5 Frank W. Schaefer, Inc. v. C.Garfield Mitchell Agency, Inc. (1992), 82 Ohio App.3d 322, 329.
6 H D Steel Service, Inc. v. Weston, Hurd, Fallon, Paisley Howley (July 23, 1998), Cuyahoga App. No. 72758, unreported.
7 Id., quoting King v. Barrett (1860), 11 Ohio St. 261, paragraph one of the syllabus.
8 H D Steel Service, Inc. v. Weston, Hurd, Fallon, Paisley Howley (July 23, 1998), Cuyahoga App. No. 72758, unreported; Frank W.Schaefer, Inc., 82 Ohio App.3d at 331; Ward v. Graydon, Head Ritchey (Dec. 3, 2001), Clermont App. No. CA2001-03-038, unreported.
9 Hearn v. Rhay (E.D.Wash. 1975), 68 F.R.D. 574, 581.
10 Hearn, 68 F.R.D. at 581.
11 Vahila v. Hall (1997), 77 Ohio St.3d 421, syllabus.
12 Cf. Ward v. Graydon, Head Ritchey (Dec. 3, 2001), Clermont App. No.

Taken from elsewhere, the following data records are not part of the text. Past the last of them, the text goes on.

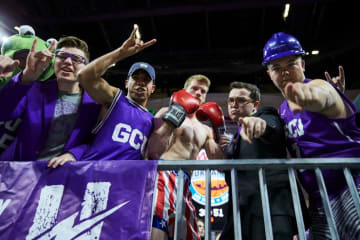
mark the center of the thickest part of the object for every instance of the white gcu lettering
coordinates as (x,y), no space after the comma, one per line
(95,200)
(295,128)
(46,212)
(121,136)
(4,204)
(124,133)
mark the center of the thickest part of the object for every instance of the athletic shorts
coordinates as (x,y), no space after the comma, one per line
(165,206)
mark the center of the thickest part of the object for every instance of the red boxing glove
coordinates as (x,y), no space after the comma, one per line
(186,100)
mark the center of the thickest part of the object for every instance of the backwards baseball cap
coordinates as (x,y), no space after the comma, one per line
(144,66)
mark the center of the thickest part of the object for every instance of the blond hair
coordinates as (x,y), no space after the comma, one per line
(198,77)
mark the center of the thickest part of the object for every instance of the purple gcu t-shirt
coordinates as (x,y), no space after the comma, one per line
(312,135)
(123,133)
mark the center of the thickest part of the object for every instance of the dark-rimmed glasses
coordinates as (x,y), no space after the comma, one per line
(239,101)
(76,59)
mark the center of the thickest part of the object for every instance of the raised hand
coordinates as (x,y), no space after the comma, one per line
(7,66)
(251,127)
(134,45)
(338,81)
(37,62)
(304,96)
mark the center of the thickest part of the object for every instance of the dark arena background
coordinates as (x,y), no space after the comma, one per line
(222,39)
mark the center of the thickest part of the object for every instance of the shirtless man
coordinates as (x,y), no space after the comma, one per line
(179,135)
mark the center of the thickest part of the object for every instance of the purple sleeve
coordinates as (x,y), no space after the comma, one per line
(13,98)
(78,151)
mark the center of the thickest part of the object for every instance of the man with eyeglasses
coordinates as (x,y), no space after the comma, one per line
(260,135)
(57,114)
(125,124)
(14,52)
(320,122)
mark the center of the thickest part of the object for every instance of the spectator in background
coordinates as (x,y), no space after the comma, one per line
(179,135)
(57,114)
(126,124)
(260,135)
(320,122)
(17,48)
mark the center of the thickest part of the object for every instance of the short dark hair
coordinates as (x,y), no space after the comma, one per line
(75,42)
(253,89)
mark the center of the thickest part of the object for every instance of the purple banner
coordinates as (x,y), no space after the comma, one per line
(81,200)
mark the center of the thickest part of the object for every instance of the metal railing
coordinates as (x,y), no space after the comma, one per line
(261,165)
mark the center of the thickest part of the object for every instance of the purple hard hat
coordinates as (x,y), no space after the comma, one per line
(281,45)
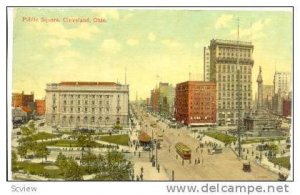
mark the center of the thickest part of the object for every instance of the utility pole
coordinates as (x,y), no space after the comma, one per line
(238,90)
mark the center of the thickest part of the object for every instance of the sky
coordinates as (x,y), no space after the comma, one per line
(153,45)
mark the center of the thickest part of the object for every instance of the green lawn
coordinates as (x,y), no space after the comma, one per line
(227,139)
(38,169)
(72,143)
(116,139)
(282,161)
(259,140)
(44,136)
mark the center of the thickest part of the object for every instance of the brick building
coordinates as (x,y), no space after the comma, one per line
(87,105)
(154,99)
(40,107)
(195,102)
(21,99)
(286,107)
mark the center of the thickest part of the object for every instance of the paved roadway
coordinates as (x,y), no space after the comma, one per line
(225,166)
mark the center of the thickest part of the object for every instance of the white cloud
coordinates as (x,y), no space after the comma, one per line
(255,31)
(171,43)
(127,17)
(107,14)
(223,21)
(110,46)
(197,45)
(151,36)
(54,43)
(132,42)
(81,31)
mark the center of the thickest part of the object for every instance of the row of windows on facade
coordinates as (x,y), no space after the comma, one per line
(231,105)
(93,102)
(84,119)
(79,109)
(198,108)
(222,77)
(233,67)
(70,96)
(232,89)
(234,52)
(233,95)
(201,117)
(195,87)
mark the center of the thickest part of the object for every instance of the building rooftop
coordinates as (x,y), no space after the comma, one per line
(87,83)
(231,42)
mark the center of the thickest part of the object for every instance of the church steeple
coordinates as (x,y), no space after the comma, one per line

CA2001-03-038, unreported.
13 Id., citing Frontier Refining, Inc. v. Gorman-Rupp Co., Inc. (Feb. 13, 1998), Tenth Cir. No. 96-8014, unreported; H D SteelService, Inc. v. Weston, Hurd, Fallon, Paisley Howley (July 23, 1998), Cuyahoga App. No. 72758, unreported.
14 H D Steel Service, Inc. v. Weston, Hurd, Fallon, Paisley Howley (July 23, 1998), Cuyahoga App. No. 72758, unreported.